Defendant has alleged malice generally. (Countercl. ¶ 34.) That is all that is required under federal pleading standards.
Defendant argues that Ms. Corliss, as an injured person whose claims against Defendant give rise to the coverage dispute here, is a necessary party. Plaintiff opposes, arguing that Ms. Corliss has no protectable interest in this action, that her rights would not be practically impaired in her absence, and that there is no risk of double recovery or inconsistent obligations.
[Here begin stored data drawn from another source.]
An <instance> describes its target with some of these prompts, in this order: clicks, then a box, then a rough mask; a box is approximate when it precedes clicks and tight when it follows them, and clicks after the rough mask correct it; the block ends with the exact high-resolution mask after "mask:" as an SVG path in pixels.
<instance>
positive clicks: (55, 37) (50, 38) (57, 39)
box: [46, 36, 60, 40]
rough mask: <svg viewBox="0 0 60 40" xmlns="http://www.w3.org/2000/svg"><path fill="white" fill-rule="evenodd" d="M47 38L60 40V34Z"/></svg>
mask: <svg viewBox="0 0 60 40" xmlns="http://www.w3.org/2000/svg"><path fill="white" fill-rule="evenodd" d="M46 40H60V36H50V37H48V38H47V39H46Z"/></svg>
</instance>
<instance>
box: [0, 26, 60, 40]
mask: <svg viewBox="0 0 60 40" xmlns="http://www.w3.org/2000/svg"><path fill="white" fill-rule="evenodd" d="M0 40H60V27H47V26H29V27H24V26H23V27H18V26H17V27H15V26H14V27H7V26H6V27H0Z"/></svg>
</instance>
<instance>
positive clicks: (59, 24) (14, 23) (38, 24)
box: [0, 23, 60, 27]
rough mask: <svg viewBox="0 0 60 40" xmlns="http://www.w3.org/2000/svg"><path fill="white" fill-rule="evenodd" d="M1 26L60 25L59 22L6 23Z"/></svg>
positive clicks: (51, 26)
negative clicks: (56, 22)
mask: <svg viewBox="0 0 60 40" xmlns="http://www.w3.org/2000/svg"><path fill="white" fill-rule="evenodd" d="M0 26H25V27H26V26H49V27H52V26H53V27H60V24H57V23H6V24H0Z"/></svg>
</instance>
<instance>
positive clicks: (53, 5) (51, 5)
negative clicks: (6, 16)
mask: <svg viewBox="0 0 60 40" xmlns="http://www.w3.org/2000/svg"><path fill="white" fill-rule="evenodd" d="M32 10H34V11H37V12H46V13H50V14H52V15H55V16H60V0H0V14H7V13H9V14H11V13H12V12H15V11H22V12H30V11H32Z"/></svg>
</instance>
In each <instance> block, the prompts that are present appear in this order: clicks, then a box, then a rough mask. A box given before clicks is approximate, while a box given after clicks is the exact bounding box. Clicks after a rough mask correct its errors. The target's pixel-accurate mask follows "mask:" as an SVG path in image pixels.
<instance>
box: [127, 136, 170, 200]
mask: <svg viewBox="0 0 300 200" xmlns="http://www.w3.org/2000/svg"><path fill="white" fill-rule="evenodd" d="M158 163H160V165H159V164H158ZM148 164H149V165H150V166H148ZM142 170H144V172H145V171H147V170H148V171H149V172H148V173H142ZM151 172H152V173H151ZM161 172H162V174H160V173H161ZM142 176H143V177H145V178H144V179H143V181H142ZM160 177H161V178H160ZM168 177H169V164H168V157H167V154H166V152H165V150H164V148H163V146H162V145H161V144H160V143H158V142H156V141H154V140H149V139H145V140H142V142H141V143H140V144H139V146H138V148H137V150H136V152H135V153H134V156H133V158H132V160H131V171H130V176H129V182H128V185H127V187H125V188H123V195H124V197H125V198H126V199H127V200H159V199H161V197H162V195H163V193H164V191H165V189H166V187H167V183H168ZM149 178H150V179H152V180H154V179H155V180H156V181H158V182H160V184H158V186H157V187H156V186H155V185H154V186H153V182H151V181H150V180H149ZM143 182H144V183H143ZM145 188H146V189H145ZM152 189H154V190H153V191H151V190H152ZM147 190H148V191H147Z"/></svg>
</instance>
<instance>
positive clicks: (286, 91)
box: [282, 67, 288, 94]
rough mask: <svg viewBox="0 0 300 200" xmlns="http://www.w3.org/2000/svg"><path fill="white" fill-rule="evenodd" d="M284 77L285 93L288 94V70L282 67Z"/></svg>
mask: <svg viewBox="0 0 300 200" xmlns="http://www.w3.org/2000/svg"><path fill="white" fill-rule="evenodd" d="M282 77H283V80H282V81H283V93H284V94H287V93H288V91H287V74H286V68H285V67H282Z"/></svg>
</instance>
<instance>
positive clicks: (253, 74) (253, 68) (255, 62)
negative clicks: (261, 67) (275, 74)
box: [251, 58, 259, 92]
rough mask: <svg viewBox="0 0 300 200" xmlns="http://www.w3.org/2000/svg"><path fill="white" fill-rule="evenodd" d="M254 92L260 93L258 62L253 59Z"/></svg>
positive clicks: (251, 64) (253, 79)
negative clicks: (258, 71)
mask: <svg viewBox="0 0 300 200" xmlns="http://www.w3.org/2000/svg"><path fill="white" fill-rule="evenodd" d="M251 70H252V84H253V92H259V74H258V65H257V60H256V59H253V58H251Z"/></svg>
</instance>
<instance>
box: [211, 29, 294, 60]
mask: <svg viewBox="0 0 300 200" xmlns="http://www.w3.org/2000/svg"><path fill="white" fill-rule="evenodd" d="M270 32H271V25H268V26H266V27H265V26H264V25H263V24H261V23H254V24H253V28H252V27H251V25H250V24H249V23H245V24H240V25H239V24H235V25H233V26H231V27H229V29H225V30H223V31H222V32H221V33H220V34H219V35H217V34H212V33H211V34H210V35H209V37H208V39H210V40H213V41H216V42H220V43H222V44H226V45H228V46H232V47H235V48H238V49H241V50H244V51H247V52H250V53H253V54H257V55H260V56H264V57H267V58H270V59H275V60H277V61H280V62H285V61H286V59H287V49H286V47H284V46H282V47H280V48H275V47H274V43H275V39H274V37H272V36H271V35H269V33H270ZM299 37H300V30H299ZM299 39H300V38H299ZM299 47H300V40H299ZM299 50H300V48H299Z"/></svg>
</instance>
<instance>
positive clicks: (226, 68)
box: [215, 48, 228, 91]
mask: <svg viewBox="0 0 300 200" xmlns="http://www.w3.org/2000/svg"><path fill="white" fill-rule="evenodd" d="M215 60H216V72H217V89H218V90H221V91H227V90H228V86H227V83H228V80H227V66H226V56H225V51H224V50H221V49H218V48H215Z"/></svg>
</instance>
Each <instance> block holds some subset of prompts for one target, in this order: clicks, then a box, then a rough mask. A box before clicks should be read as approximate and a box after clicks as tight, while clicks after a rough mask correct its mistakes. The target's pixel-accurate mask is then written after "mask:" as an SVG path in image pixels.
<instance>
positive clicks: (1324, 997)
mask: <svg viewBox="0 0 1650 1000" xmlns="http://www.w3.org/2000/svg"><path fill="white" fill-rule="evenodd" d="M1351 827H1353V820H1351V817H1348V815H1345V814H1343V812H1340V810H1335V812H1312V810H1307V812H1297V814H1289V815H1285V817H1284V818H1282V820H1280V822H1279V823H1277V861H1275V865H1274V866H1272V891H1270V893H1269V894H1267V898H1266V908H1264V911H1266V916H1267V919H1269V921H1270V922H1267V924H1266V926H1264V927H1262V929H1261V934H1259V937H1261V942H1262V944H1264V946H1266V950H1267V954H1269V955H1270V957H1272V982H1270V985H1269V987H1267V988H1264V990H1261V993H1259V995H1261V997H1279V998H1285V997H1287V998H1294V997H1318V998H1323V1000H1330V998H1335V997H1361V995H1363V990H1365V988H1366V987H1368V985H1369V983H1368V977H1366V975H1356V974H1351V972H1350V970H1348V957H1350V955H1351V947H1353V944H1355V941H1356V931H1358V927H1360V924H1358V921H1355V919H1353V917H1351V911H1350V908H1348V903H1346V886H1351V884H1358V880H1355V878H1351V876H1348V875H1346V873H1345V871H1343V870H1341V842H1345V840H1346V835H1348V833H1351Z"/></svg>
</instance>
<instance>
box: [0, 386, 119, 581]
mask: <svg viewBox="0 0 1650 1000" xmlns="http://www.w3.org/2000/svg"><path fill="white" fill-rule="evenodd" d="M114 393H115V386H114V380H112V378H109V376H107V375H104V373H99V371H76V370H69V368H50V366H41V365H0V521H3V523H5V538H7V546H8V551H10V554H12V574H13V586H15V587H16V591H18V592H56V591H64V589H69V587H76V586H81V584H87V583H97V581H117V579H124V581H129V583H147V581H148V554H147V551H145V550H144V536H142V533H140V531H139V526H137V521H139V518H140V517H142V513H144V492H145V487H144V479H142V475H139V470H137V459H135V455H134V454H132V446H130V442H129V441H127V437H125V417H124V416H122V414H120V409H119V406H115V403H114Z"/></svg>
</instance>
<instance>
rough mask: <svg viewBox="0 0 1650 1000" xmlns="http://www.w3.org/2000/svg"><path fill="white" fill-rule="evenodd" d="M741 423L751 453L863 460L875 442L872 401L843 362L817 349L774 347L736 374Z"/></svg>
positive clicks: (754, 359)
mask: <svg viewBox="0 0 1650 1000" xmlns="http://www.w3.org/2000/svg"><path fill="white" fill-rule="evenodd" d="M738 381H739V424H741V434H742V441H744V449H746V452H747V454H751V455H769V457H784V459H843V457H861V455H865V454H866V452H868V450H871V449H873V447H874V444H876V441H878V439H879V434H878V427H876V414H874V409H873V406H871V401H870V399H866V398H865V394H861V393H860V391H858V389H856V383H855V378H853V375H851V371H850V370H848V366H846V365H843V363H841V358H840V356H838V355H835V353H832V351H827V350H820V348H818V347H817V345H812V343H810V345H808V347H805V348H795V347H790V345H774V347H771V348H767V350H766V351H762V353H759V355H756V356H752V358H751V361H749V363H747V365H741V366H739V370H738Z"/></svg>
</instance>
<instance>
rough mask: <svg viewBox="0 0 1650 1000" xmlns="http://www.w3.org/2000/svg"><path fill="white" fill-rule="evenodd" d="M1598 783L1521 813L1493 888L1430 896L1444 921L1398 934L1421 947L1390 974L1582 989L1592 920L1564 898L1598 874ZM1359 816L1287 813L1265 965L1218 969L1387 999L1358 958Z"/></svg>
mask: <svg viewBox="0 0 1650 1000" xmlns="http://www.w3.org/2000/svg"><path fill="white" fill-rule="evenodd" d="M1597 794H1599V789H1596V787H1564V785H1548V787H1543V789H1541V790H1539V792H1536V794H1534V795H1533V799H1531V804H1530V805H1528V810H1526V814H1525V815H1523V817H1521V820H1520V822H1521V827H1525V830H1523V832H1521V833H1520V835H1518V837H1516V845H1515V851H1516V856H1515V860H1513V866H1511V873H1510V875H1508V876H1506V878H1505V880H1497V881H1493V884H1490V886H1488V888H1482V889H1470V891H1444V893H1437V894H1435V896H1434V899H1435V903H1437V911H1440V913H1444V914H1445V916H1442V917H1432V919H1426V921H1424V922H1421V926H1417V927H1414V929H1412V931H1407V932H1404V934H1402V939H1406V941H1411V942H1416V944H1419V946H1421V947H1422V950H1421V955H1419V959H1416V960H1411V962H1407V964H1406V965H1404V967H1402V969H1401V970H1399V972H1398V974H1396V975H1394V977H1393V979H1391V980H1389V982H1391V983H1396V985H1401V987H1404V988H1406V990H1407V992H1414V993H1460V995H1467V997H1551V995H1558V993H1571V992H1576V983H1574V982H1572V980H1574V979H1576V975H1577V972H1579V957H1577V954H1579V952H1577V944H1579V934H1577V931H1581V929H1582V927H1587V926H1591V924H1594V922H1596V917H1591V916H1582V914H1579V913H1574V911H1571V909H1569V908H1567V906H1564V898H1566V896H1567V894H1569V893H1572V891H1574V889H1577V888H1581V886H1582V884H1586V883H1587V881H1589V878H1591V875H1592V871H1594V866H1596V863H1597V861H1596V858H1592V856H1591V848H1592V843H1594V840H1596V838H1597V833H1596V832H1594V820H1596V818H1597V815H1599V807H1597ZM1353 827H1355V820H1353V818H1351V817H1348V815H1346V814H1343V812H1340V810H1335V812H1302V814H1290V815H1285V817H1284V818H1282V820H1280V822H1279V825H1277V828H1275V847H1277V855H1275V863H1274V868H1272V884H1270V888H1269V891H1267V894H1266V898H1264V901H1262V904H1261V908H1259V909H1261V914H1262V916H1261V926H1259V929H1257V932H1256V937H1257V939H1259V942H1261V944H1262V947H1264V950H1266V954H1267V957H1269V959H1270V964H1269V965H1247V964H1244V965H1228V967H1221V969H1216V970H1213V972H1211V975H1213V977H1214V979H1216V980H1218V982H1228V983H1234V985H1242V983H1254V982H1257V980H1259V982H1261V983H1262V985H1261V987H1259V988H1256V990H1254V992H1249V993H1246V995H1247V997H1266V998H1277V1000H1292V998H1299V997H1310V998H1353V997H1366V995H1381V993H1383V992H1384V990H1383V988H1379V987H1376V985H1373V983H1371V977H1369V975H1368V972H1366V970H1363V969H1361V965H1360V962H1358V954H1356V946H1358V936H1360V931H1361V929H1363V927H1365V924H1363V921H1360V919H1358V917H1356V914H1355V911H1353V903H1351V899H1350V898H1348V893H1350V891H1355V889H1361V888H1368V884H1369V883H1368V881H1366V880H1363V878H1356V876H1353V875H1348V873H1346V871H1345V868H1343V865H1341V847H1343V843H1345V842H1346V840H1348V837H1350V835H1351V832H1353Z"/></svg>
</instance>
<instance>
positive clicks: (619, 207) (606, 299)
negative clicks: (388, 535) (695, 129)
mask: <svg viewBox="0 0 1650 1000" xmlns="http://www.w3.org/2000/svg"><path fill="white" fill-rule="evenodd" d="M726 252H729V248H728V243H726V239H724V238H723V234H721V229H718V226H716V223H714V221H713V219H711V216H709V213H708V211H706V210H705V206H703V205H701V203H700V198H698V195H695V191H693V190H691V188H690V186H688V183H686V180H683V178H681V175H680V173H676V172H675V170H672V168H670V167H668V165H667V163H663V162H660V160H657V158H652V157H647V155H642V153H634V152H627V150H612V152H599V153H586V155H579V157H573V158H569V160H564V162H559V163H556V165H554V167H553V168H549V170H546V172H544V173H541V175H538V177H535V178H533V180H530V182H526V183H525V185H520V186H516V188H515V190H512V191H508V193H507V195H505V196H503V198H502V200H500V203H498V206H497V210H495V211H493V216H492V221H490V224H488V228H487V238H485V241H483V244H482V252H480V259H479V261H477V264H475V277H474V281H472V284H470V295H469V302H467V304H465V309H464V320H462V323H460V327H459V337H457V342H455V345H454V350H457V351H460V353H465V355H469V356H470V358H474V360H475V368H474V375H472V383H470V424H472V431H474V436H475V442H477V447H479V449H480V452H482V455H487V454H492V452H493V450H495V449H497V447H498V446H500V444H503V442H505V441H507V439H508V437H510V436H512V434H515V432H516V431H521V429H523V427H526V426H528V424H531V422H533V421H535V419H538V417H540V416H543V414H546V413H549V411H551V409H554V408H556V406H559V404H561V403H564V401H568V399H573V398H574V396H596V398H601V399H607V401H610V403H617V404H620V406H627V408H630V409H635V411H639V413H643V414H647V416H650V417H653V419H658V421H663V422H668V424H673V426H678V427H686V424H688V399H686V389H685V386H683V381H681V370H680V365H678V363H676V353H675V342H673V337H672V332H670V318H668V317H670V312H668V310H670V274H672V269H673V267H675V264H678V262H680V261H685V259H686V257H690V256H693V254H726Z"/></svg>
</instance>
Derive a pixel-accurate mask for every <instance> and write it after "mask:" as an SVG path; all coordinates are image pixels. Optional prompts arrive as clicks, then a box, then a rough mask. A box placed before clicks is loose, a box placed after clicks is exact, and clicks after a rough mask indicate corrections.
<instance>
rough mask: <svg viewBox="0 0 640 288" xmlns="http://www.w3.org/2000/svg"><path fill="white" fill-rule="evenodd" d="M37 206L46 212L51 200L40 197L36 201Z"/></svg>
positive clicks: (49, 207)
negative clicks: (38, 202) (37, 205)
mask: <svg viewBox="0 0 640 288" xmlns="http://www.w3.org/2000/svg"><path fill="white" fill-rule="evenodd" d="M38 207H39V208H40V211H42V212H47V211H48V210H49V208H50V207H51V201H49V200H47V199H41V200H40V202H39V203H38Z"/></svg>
The Ninth Circuit does not appear to have addressed the question of whether an injured third party is a necessary party to a declaratory judgment action between an insurer and insured. The parties cite competing authorities applying Rule 19 in such a context, none of which involved California substantive law. Defendant cites two district court opinions as well as opinions from the Third and Fifth Circuits, all of which conclude that an injured party asserting claims against an insured is a necessary party to a declaratory judgment action brought against that insured by its insurer regarding coverage. (Mot. to Compel Joinder at 4:15-27.) The only case applying Rule 19, as opposed to California state law rules concerning necessary parties, on which Plaintiff relies is Liberty Mut. Ins. Co. v. Treesdale, Inc., 419 F.3d 216
The Court agrees with Defendant, and the reasoning set forth in Ranger Ins. Co. v. United Housing of New Mexico, Inc., 488 F.2d 682 (5th Cir.1974). In Ranger, the Fifth Circuit recognized that an injured party asserting claims against an insured had an interest relating to the subject of the declaratory judgment action between the insurer and insured. 488 F.2d at 683.
Here, Ms. Corliss's protectable interest is her claim against Defendant, which relates to the subject matter of this litigation. Proceeding without Ms. Corliss risks duplicative litigation and inconsistent obligations. If Ms. Corliss succeeds in the Underlying Action, she may sue Plaintiff directly as a judgment creditor. Cal. Ins. Code § 11580(b)(2). In such an action, she would not be bound by the outcome of this litigation, as she was not joined as a party to it. See Stewart v. U.S. Bancorp, 297 F.3d 953, 956 (9th Cir.2002) ("Res judicata applies when there is: (1) identity of claims; (2) a final judgment on the merits; and (3) identity or privity between parties.") (emphasis added). Accordingly, regardless of the outcome of this litigation, if Ms. Corliss is not joined as a party, the parties may end up having to relitigate this coverage dispute, and run the risk of inconsistent adjudications of the merits of that dispute.
For the foregoing reasons, the Court DENIES Plaintiff's motion to dismiss and motion to strike, and GRANTS Defendant's motion to compel joinder. On its own motion, the Court CONTINUES the Scheduling Conference currently scheduled for July 26, 2010 at 1:30 p.m. to August 30, 2010 at 1:30 p.m.